Capítulo 52

De tal Padre, Tal hijo

Un viento feroz golpeaba contra los cristales de las ventanas, aullando como un lamento lejano y triste.

Dentro, en el despacho del director, las brasas moribundas chisporroteaban suavemente en la chimenea.

—¿Quién lo habría pensado? Es muy beneficioso para nosotros. A pesar de que los duendes digan que no toman partido, el hecho de no revelar que la espada de Gryffindor en la bóveda de Lestrange es una burda copia, quiere decir que guardan rencor a Voldemort…

La voz emocionada de Dumbledore era solo un ruido de fondo para Severus mientras pasaba con cuidado las páginas del diario de su padre; el papel viejo se sentía endeble bajo sus dedos y era difícil descifrar sus enmarañados pensamientos:

No recuerdo cómo llegué aquí. No hay luz y el espacio se va cerrando sobre mí. El olor a comida frita y a cañería permanece estático en el aire, sofocante, adhiriéndose a mi. Hay un ruido de goteo que me vuelve loco. ¿Cómo llegué aquí? Hace un momento estaba junto a Eileen. Mis manos estaban sobre ella, sobre su cuello. La amo ¿por qué hice eso? Sus ojos negros estaban aterrados. Me he convertido en un monstruo.

El diario de Tobias Snape era un confesionario, una ventana al caos que había asolado la mente del hombre. Las palabras de su padre iban alimentando el torbellino en su mente.

«No hay luz y el espacio se va cerrando sobre mí.»

Severus casi podía sentir la asfixia que atormentaba a su padre. Las desesperadas y angustiantes cavilaciones de un hombre que había estado a la deriva, perdido en su propia culpa y locura le dejaron un sabor amargo en la boca.

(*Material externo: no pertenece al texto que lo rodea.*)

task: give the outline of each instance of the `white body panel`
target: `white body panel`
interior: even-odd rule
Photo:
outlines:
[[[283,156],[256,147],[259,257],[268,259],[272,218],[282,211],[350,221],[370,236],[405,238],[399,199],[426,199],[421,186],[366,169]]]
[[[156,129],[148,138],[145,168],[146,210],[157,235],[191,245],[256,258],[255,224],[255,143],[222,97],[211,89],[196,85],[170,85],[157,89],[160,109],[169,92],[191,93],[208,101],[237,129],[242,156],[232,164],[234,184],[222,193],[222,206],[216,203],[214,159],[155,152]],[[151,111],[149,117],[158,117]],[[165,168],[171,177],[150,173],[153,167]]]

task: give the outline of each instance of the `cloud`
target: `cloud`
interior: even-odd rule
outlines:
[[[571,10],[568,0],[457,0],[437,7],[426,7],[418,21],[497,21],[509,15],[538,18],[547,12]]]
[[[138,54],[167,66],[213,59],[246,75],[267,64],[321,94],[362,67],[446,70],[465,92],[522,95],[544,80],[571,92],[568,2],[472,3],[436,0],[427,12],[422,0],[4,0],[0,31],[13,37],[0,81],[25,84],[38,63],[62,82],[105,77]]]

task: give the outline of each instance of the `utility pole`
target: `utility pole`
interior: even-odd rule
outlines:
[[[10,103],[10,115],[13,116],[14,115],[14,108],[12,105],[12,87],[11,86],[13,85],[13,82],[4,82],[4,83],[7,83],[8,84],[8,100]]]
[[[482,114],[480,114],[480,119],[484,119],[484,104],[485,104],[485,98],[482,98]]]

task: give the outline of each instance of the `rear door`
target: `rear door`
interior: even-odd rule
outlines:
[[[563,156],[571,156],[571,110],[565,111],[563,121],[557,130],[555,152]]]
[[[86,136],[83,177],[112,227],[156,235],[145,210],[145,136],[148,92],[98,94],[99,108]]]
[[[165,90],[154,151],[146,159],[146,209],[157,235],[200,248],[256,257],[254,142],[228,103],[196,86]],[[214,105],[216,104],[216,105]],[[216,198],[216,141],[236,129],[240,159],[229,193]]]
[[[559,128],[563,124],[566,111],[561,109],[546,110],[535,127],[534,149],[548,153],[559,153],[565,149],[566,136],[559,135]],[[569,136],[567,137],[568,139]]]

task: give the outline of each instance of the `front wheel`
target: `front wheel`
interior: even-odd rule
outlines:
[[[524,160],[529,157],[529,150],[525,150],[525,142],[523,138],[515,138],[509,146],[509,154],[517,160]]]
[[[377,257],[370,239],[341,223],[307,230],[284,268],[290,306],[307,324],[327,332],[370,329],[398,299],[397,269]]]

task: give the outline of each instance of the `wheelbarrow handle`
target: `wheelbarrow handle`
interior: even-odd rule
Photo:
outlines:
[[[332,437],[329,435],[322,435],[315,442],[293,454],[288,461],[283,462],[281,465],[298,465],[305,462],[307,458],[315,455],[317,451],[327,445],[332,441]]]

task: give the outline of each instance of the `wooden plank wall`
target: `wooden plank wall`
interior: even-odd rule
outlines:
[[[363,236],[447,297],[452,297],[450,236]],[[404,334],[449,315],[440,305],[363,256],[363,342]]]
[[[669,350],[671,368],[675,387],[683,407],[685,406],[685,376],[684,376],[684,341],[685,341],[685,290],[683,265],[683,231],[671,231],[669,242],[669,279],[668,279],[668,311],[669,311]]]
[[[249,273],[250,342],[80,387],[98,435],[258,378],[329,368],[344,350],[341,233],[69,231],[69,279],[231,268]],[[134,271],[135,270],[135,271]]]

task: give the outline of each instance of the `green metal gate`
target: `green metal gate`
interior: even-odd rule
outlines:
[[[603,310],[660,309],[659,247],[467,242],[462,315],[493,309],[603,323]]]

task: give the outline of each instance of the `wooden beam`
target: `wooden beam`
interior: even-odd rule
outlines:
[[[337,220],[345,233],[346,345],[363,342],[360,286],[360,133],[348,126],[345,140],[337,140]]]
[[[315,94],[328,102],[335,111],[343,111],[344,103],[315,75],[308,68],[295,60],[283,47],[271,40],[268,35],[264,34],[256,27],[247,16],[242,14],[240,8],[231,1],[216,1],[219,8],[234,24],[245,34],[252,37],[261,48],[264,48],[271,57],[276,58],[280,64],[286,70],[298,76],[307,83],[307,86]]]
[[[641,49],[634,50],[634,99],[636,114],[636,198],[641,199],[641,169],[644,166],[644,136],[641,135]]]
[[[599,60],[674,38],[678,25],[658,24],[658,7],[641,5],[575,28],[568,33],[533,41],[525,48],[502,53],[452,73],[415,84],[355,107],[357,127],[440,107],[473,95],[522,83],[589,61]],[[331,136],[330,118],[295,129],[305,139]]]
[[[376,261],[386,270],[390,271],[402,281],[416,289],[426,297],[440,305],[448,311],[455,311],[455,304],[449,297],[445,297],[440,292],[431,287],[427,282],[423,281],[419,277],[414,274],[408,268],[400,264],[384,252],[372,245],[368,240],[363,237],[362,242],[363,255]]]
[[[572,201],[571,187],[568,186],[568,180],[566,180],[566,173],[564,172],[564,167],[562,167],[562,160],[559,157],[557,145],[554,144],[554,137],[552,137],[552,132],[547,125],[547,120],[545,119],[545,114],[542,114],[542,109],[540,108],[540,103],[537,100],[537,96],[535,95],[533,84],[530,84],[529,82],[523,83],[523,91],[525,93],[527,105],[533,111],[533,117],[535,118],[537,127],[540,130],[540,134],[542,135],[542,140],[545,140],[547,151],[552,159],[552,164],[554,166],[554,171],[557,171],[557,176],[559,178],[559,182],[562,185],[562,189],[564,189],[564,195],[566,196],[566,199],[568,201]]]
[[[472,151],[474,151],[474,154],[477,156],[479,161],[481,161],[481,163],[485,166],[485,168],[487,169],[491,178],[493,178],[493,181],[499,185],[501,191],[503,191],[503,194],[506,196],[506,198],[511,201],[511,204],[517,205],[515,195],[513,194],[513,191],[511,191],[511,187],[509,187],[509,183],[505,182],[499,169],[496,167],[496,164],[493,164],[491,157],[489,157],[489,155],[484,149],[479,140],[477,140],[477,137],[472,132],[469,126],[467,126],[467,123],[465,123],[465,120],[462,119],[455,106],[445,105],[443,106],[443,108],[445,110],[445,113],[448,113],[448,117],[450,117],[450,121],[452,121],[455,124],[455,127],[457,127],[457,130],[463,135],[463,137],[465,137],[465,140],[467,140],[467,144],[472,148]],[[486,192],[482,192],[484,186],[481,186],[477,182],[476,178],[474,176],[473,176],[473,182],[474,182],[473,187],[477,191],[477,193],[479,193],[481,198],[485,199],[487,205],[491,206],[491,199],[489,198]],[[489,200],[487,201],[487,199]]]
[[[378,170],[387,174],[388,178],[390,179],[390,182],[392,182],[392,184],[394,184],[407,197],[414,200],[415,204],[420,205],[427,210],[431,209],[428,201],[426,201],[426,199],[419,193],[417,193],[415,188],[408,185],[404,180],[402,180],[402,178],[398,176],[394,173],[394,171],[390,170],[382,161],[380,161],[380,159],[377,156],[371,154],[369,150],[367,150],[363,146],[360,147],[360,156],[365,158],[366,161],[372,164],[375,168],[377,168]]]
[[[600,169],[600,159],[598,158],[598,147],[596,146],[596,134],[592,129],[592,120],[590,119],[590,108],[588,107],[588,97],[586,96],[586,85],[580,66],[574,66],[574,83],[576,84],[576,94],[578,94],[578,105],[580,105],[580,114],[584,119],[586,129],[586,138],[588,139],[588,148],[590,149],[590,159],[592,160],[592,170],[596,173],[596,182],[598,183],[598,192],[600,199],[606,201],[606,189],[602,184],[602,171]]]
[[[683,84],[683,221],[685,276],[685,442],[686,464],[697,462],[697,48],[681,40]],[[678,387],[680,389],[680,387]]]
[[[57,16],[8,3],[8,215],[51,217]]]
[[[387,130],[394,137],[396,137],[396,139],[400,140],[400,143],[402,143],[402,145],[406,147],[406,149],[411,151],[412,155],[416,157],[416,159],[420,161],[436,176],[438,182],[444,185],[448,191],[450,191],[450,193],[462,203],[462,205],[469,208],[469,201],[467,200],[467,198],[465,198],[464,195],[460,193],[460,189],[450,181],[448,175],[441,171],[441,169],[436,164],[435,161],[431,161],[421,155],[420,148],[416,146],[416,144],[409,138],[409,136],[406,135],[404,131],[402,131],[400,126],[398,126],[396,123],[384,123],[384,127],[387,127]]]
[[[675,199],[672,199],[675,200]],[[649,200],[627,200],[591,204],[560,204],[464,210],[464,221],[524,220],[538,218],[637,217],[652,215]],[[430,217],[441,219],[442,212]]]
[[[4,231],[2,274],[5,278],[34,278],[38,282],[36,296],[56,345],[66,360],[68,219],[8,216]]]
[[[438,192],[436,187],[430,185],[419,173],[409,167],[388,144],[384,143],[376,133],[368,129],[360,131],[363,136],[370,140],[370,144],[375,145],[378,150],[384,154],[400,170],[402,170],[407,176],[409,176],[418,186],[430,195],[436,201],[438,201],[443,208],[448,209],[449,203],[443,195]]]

El descenso de su padre hacia la violencia, el acto monstruoso descrito en frases crípticas —«Tenía las manos sobre ella, sobre su cuello. La amo. ¿Por qué hice eso?»— le provocó un escalofrío familiar.

Recordaba vivamente los gritos, los golpes, el olor mustio de las tablas del suelo cuando se escondía bajo su cama de pequeño. ¡Cómo odiaba a su padre! Se había pasado la vida luchando con la sombra de aquella figura paterna, con la crueldad, con la rabia. Pero ahora, al leer su diario, al leer esa confesión de debilidad, de miedo, despertó algo más profundo.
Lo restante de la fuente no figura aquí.